I was back home in Glasgow last week for my son’s birthday. His obsession is football. But almost everyone else seemed to be talking about the referendum on Scottish independence.
I had only just left the airport when the taxi driver who picked me up in his black cab got onto politics. As we passed the shipyard cranes along the River Clyde, he described how he had always supported Labour, which is campaigning to keep the UK together.
This is not unusual in a city that hasn’t elected a Conservative MP since 1979.
However, he added that he was leaning towards a "Yes" vote because he feared that popular left-wing policies like free prescriptions would be taken away if Scotland votes "No" to indepenence.
When we stopped at the traffic lights, I noticed that the white van in front of us had a "UK Together" sticker on the back. Walking along the pavement was a man in a tweed jacket with a "Yes" badge pinned to his lapel.
It struck me that with four months to go before September’s poll, the level of engagement is already higher than I have seen in any election.
Furthermore, Labour insiders are getting increasingly nervous that working-class voters, like my taxi driver, are deserting them.
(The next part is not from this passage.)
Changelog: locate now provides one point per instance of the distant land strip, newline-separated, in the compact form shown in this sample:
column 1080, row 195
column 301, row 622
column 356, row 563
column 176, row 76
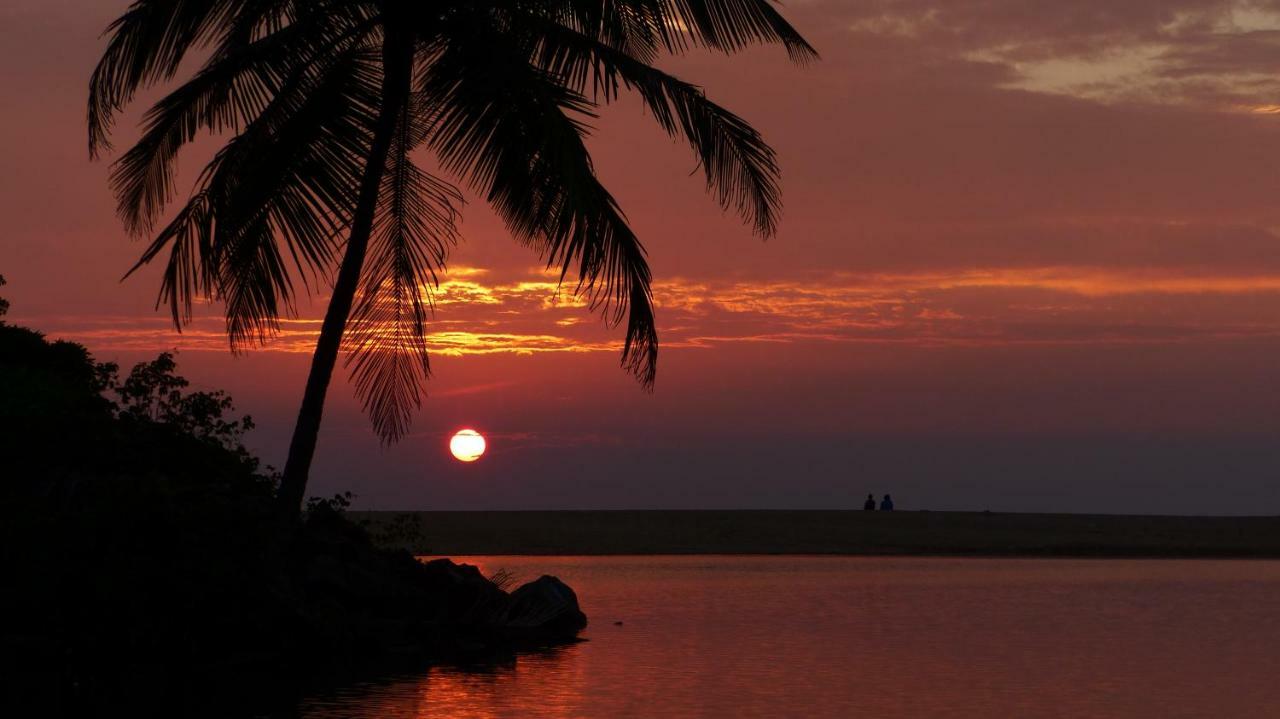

Glasgow’s sprawling housing schemes are the key campaign battleground.
The international image of Scottish Nationalism is defined by Mel Gibson crying "Freedom" as he is disemboweled by the English. In fact, the "Yes" campaign is more Borgen than Braveheart.
The Danish political drama Borgen was a huge hit with Scotland’s political classes. "Yes" campaigners want people to believe that Edinburgh could be a little more like Copenhagen, embracing Scandinavian-style social democracy over London’s casino capitalism.
In what could be a turning point, two recent opinion polls show the Tories overtaking Labour in Westminster voting intentions. I can’t shake the feeling that if another Conservative government starts to feel inevitable, then so might Scottish independence.
It is a hard question for Labour folk in my home city to answer: how would you feel the day after David Cameron wins his second term if you voted "No" in the referendum?